Néanmoins, en 13 ans, j’ai pu voir une certaine évolution dans mon rapport médecins/patiente. Je suis passée de « Nous ne connaissons que très peu votre maladie » à « nous connaissons très peu votre maladie, mais nous allons nous battre avec vous ». Vous allez me dire que du coup il est étrange d’être toujours aussi incisive contre le milieu médical, mais ce discours est assez novateur, encore trop peu répandu parmi les soignants et ne concerne en général que des services bien précis. Il m’a fallu lutter, mais je pense avoir enfin trouvé les personnes correctes. Pour en arriver là, j’ai mis de côté la légende urbaine qui voudrait laisser croire qu’il n’y a que de bons soignants et que de mauvais malades. J’ai cherché, j’ai contredit, j’ai changé de médecins, de centre thérapeutique et j’ai surtout arrêté d’écouter les conseils des associations de patients. Ce qui marche pour l’un ne fonctionnera pas forcément pour l’autre. Un bon soignant pour moi ne le sera pas forcément pour vous. Il ne faut pas avoir peur d’exprimer, de penser que la situation actuelle n’est pas bénéfique à notre parcours de soin. Nous avons le droit et je déclarerais même le devoir de prendre la gestion de notre maladie à bras le corps.

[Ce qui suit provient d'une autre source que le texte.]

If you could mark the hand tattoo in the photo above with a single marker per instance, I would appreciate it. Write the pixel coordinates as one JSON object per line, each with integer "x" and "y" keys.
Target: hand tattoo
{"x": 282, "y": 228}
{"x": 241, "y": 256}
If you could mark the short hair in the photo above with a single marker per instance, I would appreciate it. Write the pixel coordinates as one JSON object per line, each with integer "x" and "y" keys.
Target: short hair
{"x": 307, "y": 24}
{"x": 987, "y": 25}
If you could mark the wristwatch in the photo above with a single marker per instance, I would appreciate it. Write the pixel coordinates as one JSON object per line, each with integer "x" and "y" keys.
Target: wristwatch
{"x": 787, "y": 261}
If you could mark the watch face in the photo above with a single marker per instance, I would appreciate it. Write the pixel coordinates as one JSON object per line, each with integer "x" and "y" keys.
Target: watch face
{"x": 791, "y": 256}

Bons soignants, bons malades
Tout ça pour dire que j’ai eu la chance il y a 10 ans de tomber sur un chirurgien-gynécologue complètement investi dans mon cas et cela avec empathie. Il a fait ce qu’il pouvait avec ce que la science lui fournissait comme données et avec le matériel à disposition. Cet homme est à la retraite depuis bientôt deux ans, mais il est parti en s’assurant que je serais toujours suivie par des personnes et des services sérieux et bienveillants. Depuis 2 ans, j’ai le bonheur d’être prise en charge par trois professeurs de l’Hôpital Lyon Sud. L’un est chirurgien digestif, un autre chirurgien-gynécologue et le dernier radiologue, tous sont extrêmement concentrés sur mon cas, il n’y a pas de jugement, d’interprétations psychologiques de ma symptomatologie. Ils m’écoutent, ils échangent, ils ne prennent aucune décision sans en avoir discuté préalablement avec moi et surtout quand ils me regardent, je sens la compassion transparaître et cet ultime point est d’une douceur que vous ne pouvez même pas imaginer. Je suis redevenue une personne à part entière pourvue d’un esprit d’analyse, d’un esprit critique. Ils font aussi avec ce qu’ils ont, car cette maladie ne se soigne pas et les scientifiques ne savent toujours pas l’expliquer. Quelles sont les causes ? Comment la définir ? Quel traitement adopter ? Il n’y a pas de médecine magique, mais quand celle-ci se fait dans le respect du malade, alors le terme soin prend tout son sens.